>Date: Thu, 11 Oct 2001 13:12:32 -0700 (PDT)
>From: Bill Studenmund <wrstuden(at)netbsd(dot)org>
>Subject: [HACKERS] Package support for Postgres
>Zembu has decided to release the result of a recent Postgres developement
>project to the Postgres project. This project (for which I was the lead
>developer) adds Oracle-like package support to Postgres. I'm in the
>process of making a version of the patch which is relative to the current
>cvs tree. The change is fairly encompasing, weighing in at around
>800k of unified diffs, of which about 200k are the real meat. Before I
>send it in, though, I thought I'd see what people think of the idea. Oh,
>this feature would definitly be a 7.3 feature, 7.2 is too close to the
>door for this to go in. :-)
>This message is rather long. I've divided it into sections which start
>** What are Packages
>So what are packages? In Oracle, they are a feature which helps developers
>make stored procedures and functions. They provide a name space for
>functions local to the package, session-specific package variables, and
>initialization routines which are run before any other routine in the
>package. Also, all parts of a package are loaded and unloaded at once -
>you can't have it partially installed.
>All of these features make life much easier for stored-procedure
>developers. The name space feature means that you can name the routines in
>your package whatever you want, and they won't conflict with the names
>either in other packages or with functions not in a package. All you need
>to do is ensure that no other package has the same name as yours.
>** What did I do, and what does a package declaration look like?
>What I've done is impliment Oracle packages with a Postgres flair. There
>is a new command, CREATE PACKAGE <name> AS which defines a package. For
>those of you up on Oracle packages, this command duplicates the Oracle
>CREATE PACKAGE BODY command - there is no Postgres equivalent of the
>Oracle CREATE PACKAGE command.
>Packages are listed in a new system table, pg_package, and are referenced
>in other tables by the oid of the row in pg_package.
>There are seven different components which can be present in a package,
>and so a CREATE PACKAGE command contains seven stanza types. A package can
>be made up of functions, types, operators, aggregates, package-global
>variables, initialization routines, and functions usable for type
>declarations. Four of the stanzas are easy to understand; to create a
>function, a type, an aggregate, or an operator, you include a stanza which
>is the relevant CREATE command without the CREATE keyword. Thus the
>FUNCTION stanza creates a function, the TYPE stanza creates a type,
>AGGREGATE => an aggregate, and OPERATOR => an operator.

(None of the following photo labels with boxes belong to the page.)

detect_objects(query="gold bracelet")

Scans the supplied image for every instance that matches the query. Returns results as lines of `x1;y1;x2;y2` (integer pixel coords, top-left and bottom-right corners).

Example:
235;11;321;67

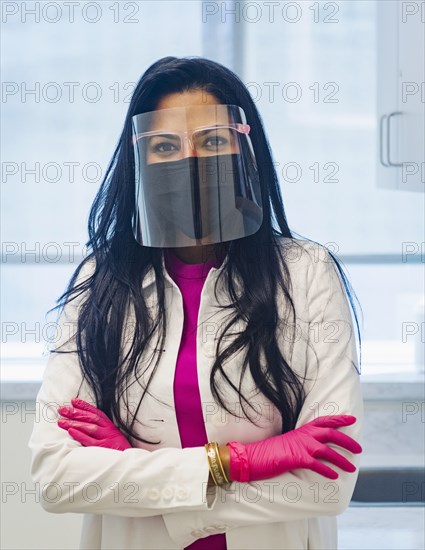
204;443;218;485
205;443;225;485
213;441;230;483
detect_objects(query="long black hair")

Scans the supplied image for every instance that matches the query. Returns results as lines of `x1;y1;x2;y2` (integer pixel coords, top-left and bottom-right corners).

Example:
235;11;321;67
49;56;361;443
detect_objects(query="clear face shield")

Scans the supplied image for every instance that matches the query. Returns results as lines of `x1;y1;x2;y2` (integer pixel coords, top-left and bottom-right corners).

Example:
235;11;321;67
132;105;263;248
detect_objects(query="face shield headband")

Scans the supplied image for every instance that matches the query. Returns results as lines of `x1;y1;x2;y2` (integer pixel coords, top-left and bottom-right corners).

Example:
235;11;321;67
132;105;263;248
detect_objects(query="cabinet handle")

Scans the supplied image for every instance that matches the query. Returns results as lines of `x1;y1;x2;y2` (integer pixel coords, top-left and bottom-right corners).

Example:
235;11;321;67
387;111;403;166
379;115;390;168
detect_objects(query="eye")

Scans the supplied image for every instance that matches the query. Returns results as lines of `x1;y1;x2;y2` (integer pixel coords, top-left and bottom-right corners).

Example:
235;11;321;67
151;141;178;153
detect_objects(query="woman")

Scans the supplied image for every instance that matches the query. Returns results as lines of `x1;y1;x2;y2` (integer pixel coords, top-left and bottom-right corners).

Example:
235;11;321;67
29;57;363;550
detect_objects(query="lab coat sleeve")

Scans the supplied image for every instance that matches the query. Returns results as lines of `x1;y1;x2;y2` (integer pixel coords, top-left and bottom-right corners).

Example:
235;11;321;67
163;245;364;548
28;260;214;517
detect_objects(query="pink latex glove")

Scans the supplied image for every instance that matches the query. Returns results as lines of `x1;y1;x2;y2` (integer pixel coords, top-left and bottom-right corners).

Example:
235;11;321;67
58;398;131;451
226;414;363;481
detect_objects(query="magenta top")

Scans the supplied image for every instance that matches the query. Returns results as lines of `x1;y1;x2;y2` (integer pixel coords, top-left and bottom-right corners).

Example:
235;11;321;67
164;249;227;550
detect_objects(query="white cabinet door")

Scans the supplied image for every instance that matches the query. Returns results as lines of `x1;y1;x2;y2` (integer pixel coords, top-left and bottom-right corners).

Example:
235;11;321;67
377;0;425;192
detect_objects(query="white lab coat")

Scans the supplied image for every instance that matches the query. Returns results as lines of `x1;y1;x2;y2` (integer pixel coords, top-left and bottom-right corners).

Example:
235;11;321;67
29;239;363;550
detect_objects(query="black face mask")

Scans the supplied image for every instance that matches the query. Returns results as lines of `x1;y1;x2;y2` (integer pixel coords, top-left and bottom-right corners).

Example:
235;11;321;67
141;154;255;242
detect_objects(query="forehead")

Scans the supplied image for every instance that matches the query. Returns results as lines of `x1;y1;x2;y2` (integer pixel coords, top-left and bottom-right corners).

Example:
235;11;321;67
149;105;232;131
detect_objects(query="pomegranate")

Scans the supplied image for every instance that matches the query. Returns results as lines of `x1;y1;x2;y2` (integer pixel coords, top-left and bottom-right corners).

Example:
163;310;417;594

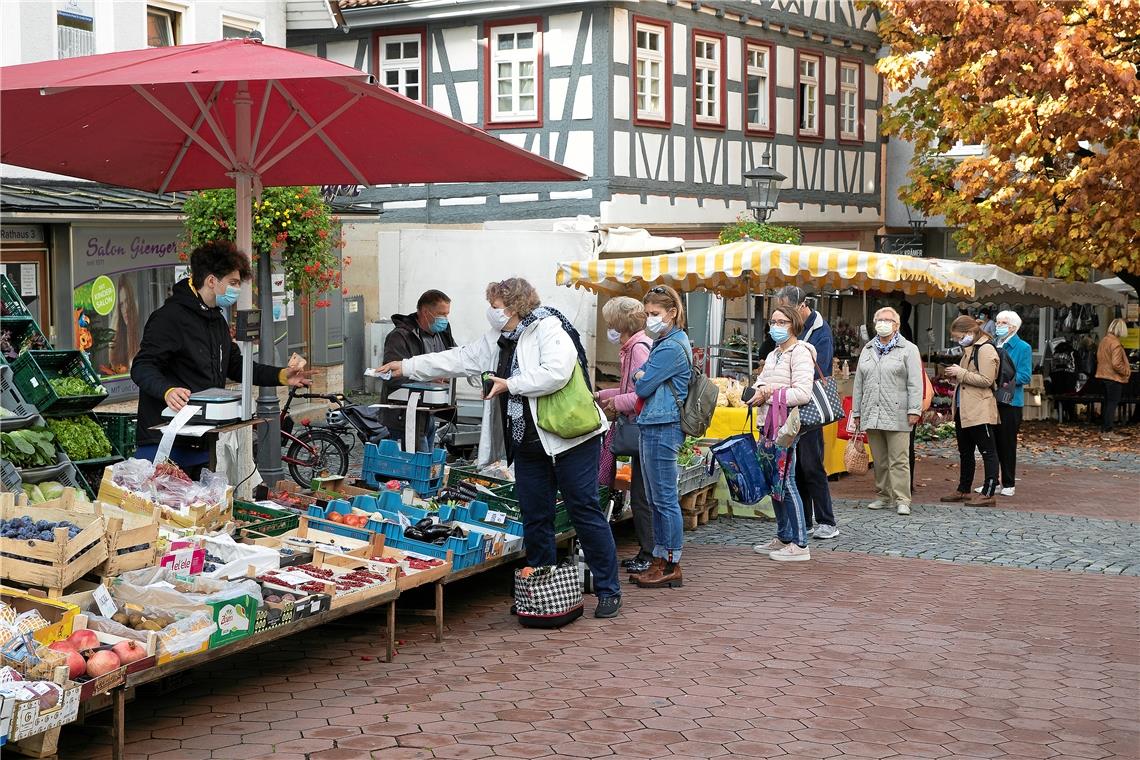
111;639;146;665
48;641;87;680
67;628;99;652
87;649;123;678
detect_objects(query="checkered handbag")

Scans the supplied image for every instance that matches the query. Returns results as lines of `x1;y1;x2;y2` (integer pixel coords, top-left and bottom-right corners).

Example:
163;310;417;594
514;563;583;624
799;360;844;433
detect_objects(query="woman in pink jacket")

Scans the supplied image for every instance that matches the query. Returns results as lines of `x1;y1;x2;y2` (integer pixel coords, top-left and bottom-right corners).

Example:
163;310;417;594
594;296;653;573
748;305;815;562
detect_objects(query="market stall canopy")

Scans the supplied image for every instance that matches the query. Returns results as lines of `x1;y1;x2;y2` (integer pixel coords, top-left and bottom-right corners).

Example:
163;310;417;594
0;39;583;193
557;240;974;299
925;259;1066;307
1026;277;1129;307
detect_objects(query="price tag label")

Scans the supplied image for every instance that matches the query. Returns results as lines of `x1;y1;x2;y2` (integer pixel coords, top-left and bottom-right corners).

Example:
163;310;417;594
91;586;119;618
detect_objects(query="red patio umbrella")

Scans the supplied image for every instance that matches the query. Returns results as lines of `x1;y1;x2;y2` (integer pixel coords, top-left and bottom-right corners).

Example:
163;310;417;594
0;39;583;477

>The initializer routines and package-global variables are done a bit
>differently than in Oracle, reflecting Postgres's strength at adding
>languages. Postgres supports six procedural languages (plpgsql, pltcl,
>pltclu, plperl, plperlu, and plpython) whereas I think Oracle only
>supports two (PL/SQL and I herad they added a java PL). The main
>difference is that the variables and the initializer routines are language
>specific. So you can have different variables for plpgsql than for pltcl.
>Likewise for initializers.
>Package-global variables are defined as:
>DECLARE <variable name> '<variable type>' [, <next name> '<next type>' ]
>The type is delimited by single quotes so that the postgres parser didn't
>have to learn the syntax of each procedural language's variable types.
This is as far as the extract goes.